Otherwise, students play in small groups. For this you will need to prepare forty to fifty famous historical events, that each happened in a different year. Each event must be written on a separate piece of paper in the present simple, with the year underneath. You will need one copy of the full event set for each team of three to four students.
If playing the online game, divide the class into two to four teams. Project our game on the board.
If playing with events on paper, divide the students into groups of three or four. The group sits around a table, with each student in the group playing an individual team. Give each group a set of events, which are placed face down in the middle of the table.
Game
- Each team is dealt one random event to start their own timeline.
- Teams then take turns taking new events and attempting to place them in the correct place on their timeline. In our online game, deal a new event to each team, ask a student to read out the event as written, and give the teams a minute to discuss where they want to put their event. If playing in small groups with events on paper, students play one at a time, and a different student from the one playing should take an event from the top of the pile and read out only the event sentence (not the year).
- The team(s) attempts to place their new event in the correct position on their timeline. They must use the spoken target language to describe their move (the position of the new event relative to existing events) before they make it.
- If the events are in the correct chronological order, the played event remains where it is. If not, the event is discarded.
- The teams take turns taking new events and attempting to add the to their timeline. The team that makes a correct timeline of six events first is the winner. If all event cards are used before that, then the team with the longest timeline is the winner.
Target Language
In the Timeline ESL game, the students must use the target language correctly, or their move is not valid. You can use this game to practise the past simple (beginner and low intermediate) or past perfect simple (intermediate and advanced), as part of the main class or even as a review warmer.
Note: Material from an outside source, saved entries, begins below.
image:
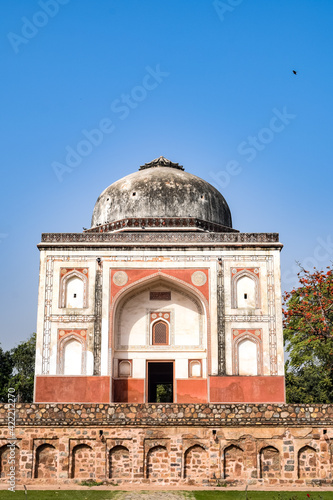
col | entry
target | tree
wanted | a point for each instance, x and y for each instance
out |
(6, 368)
(22, 379)
(308, 335)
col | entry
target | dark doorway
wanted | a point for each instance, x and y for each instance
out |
(160, 382)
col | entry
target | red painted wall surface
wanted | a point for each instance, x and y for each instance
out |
(192, 391)
(61, 389)
(130, 390)
(247, 389)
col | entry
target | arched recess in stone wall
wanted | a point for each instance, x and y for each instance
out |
(158, 280)
(46, 463)
(307, 463)
(233, 464)
(83, 462)
(119, 463)
(247, 355)
(270, 466)
(6, 457)
(196, 464)
(72, 283)
(157, 463)
(245, 290)
(72, 355)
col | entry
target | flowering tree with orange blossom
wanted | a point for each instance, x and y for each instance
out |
(308, 336)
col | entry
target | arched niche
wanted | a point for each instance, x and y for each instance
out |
(247, 355)
(245, 290)
(72, 351)
(73, 290)
(133, 316)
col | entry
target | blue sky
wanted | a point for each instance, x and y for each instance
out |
(206, 84)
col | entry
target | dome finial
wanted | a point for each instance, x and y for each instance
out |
(161, 162)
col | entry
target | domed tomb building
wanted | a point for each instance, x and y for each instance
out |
(161, 300)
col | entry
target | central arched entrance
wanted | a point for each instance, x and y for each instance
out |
(159, 334)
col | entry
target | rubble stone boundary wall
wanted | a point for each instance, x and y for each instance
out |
(170, 414)
(198, 444)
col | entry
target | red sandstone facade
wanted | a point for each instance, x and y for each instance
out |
(171, 444)
(161, 293)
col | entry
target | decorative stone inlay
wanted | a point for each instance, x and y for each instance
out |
(198, 278)
(120, 278)
(180, 238)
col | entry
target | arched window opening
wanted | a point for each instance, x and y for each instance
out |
(72, 362)
(195, 368)
(160, 333)
(124, 368)
(74, 293)
(247, 358)
(246, 293)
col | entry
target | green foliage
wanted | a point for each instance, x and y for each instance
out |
(17, 369)
(22, 380)
(308, 335)
(6, 369)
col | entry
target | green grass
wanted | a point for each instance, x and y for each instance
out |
(263, 495)
(199, 495)
(58, 495)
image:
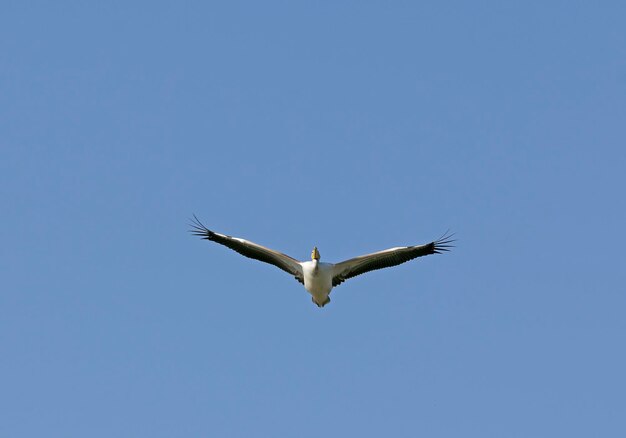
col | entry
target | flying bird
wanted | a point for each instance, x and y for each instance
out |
(318, 277)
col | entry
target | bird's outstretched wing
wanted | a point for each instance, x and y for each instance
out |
(388, 257)
(250, 249)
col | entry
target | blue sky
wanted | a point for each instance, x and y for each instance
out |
(352, 126)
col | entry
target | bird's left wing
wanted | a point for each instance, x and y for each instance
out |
(387, 258)
(250, 249)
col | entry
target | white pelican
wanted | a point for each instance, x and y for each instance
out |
(318, 277)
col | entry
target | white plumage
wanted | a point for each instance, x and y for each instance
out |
(317, 277)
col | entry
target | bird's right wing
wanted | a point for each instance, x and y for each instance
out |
(250, 249)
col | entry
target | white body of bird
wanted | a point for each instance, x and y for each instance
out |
(318, 280)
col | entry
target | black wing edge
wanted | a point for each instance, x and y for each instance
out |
(444, 243)
(198, 229)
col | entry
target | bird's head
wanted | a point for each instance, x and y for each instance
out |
(315, 254)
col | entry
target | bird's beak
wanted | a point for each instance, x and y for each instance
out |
(315, 254)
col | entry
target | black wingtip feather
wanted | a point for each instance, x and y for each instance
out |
(198, 229)
(444, 243)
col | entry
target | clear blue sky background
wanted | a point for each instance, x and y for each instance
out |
(353, 126)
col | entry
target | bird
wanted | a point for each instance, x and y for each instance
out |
(319, 278)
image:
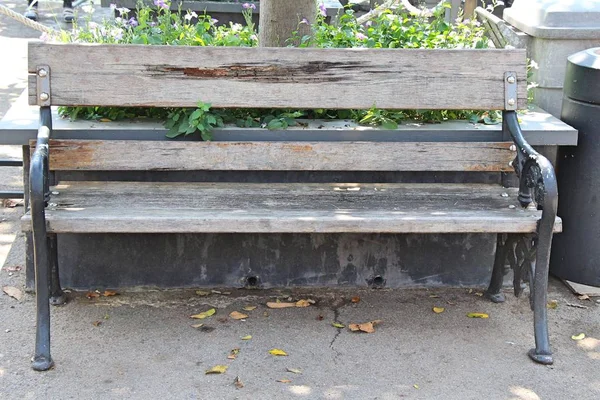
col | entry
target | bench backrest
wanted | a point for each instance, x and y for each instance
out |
(171, 76)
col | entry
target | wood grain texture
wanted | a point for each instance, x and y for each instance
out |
(115, 155)
(144, 207)
(173, 76)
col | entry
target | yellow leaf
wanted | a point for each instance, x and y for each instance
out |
(277, 352)
(303, 303)
(238, 315)
(238, 382)
(217, 369)
(477, 315)
(233, 353)
(204, 314)
(553, 304)
(272, 304)
(368, 327)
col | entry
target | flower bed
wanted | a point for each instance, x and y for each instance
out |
(161, 26)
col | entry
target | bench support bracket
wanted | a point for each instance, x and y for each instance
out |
(528, 255)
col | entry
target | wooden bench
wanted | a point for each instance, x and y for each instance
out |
(167, 76)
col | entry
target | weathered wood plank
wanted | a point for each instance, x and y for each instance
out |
(238, 207)
(99, 155)
(174, 76)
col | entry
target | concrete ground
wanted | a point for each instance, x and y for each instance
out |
(140, 345)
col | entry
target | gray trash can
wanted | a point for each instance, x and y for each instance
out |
(576, 251)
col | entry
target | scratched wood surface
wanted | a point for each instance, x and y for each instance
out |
(132, 155)
(170, 76)
(147, 207)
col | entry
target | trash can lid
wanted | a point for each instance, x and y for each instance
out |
(582, 78)
(556, 19)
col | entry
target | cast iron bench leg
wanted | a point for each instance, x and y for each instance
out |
(537, 184)
(38, 184)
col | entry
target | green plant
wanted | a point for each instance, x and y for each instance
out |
(161, 26)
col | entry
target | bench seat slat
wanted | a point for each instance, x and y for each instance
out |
(100, 155)
(146, 207)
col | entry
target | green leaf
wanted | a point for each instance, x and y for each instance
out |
(389, 124)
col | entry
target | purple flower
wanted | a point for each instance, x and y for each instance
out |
(323, 9)
(161, 4)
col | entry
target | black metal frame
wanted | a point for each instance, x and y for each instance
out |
(47, 284)
(529, 255)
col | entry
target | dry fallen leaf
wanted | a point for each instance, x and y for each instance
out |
(553, 304)
(238, 315)
(238, 382)
(13, 292)
(272, 304)
(277, 352)
(368, 327)
(233, 353)
(217, 369)
(204, 314)
(477, 315)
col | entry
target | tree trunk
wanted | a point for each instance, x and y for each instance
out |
(279, 19)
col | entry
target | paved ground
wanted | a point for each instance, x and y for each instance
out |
(141, 345)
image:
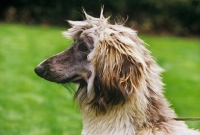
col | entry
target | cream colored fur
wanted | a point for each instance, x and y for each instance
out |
(145, 110)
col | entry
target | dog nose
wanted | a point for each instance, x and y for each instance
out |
(39, 70)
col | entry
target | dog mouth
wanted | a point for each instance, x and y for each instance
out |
(73, 79)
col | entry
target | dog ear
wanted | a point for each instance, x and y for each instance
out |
(117, 77)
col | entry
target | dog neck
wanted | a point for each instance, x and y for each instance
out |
(128, 118)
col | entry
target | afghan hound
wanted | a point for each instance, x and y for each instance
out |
(120, 91)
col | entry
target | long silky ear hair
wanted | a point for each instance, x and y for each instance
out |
(118, 73)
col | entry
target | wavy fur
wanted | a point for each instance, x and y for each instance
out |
(124, 93)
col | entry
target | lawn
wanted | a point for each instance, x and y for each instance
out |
(30, 105)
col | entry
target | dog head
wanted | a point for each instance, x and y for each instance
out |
(107, 61)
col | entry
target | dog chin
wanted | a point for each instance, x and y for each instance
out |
(73, 79)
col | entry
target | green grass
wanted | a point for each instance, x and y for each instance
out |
(30, 105)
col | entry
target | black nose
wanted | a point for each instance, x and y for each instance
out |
(39, 70)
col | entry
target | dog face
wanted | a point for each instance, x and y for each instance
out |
(70, 65)
(108, 61)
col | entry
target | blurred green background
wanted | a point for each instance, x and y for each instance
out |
(29, 33)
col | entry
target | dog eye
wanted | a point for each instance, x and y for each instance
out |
(82, 47)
If practising the past simple, students must say their event in the past simple before playing it, along with that of another event for reference. For example, I think the USA became independent after Columbus arrived in the Americas.
If practising the past perfect, students say their event in the past perfect simple, plus one/two others in past simple/perfect for reference. For example, I think the USA had become independent before the French Revolution happened, but Columbus had definitely arrived in the Americas earlier.
The Timeline ESL game could also work well as a cross-curricular activity with school-age kids. The students would prepare their own sets of events from their history class before playing.